Stocks saw a need for helping teenaged students, age 14 and up, get what they need to go back to school. Lots of people help younger children or put money into efforts to give children Christmas presents, but often times, youths are overlooked, Stocks said. Make a Child Smile started as a Christmas-time project, but it evolved to fill a bigger need, she said.

"That has turned more into my passion," Stocks said. "There’s lots of people who help during Christmas, but we take kids no one wants."

The new location will allow Stocks to have a store that looks like a retail shop, complete with a donated sign, Stocks said.
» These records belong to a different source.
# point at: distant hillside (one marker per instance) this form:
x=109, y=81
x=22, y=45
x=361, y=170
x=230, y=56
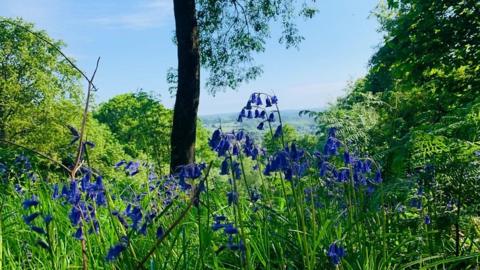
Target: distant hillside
x=303, y=124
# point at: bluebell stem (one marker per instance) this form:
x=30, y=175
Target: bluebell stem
x=232, y=197
x=33, y=201
x=28, y=219
x=427, y=220
x=43, y=244
x=160, y=232
x=335, y=253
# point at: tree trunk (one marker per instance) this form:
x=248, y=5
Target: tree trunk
x=188, y=90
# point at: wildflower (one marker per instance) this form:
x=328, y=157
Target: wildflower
x=224, y=167
x=260, y=126
x=271, y=117
x=55, y=194
x=75, y=134
x=232, y=197
x=378, y=177
x=347, y=158
x=335, y=253
x=136, y=216
x=427, y=220
x=18, y=188
x=255, y=196
x=274, y=100
x=75, y=215
x=230, y=229
x=28, y=219
x=268, y=102
x=278, y=132
x=33, y=201
x=117, y=249
x=119, y=164
x=160, y=232
x=43, y=244
x=38, y=230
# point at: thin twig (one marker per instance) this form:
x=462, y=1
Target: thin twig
x=55, y=47
x=195, y=198
x=38, y=153
x=84, y=122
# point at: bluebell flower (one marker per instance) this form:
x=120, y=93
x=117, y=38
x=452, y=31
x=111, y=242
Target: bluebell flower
x=268, y=102
x=28, y=219
x=254, y=196
x=278, y=132
x=117, y=249
x=232, y=197
x=224, y=167
x=416, y=203
x=33, y=201
x=271, y=117
x=160, y=232
x=239, y=135
x=73, y=195
x=378, y=177
x=43, y=244
x=119, y=164
x=263, y=115
x=230, y=229
x=75, y=215
x=217, y=226
x=274, y=100
x=143, y=229
x=427, y=220
x=136, y=216
x=132, y=168
x=18, y=189
x=259, y=101
x=55, y=194
x=38, y=230
x=335, y=253
x=79, y=234
x=249, y=105
x=346, y=158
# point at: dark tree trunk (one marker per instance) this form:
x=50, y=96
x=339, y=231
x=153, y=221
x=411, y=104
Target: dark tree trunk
x=188, y=91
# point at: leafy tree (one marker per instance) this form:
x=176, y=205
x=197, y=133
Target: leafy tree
x=142, y=125
x=221, y=36
x=40, y=98
x=39, y=91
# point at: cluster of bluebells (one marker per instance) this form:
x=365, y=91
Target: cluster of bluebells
x=220, y=222
x=257, y=109
x=335, y=253
x=131, y=168
x=31, y=219
x=290, y=160
x=83, y=196
x=357, y=170
x=24, y=166
x=164, y=190
x=425, y=179
x=233, y=143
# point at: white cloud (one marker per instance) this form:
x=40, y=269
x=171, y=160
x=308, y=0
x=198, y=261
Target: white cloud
x=149, y=14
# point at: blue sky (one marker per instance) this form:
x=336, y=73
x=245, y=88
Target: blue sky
x=134, y=41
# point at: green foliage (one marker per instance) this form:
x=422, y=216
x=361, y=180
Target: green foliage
x=39, y=91
x=143, y=125
x=140, y=123
x=233, y=32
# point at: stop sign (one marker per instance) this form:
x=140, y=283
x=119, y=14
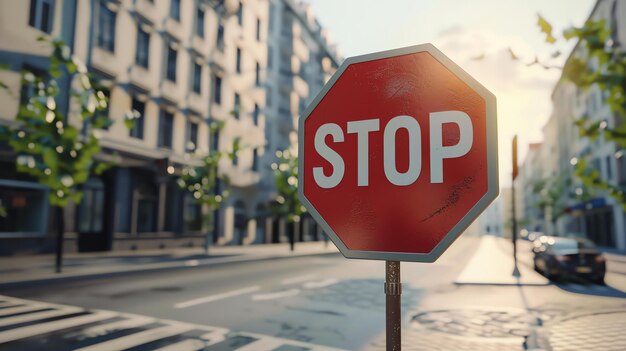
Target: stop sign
x=398, y=154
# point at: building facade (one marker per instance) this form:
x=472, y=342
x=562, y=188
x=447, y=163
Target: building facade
x=180, y=65
x=581, y=210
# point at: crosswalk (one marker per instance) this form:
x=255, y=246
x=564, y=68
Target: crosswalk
x=33, y=326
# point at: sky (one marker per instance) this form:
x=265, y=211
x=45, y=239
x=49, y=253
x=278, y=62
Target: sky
x=477, y=36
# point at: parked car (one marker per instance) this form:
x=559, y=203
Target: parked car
x=559, y=257
x=532, y=236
Teenagers who need help can shop at the store, she said.

"They are shopping," Stocks said. "Kids can be proud to go there and get stuff. They aren’t standing in line for a handout."

Store hours will be by appointment only because the organization is run strictly by volunteers. Stocks has about 30 people she can call on to help out, but about half of those are regular volunteers, she said. Hours will typically be after work.

Typically, the organization helps out about 350 kids through the project, Stocks said. That many kids and overhead will eat through the $8,000 in grants and donations the nonprofit organization received this year.

Donations are still needed, Stocks said. Make a Child Smile needs new back-to-school supplies, hygiene products and gently used jeans and shoes that a teen would want to wear. Stocks said she could also use money donations to pay for things like overhead or to use to buy new items at a discount.

Stocks said she is excited about the grand opening and hopes people come and see what all the hubbub is about.

"[The grand open is a] time everybody can see what everybody has put their money towards," Stocks said.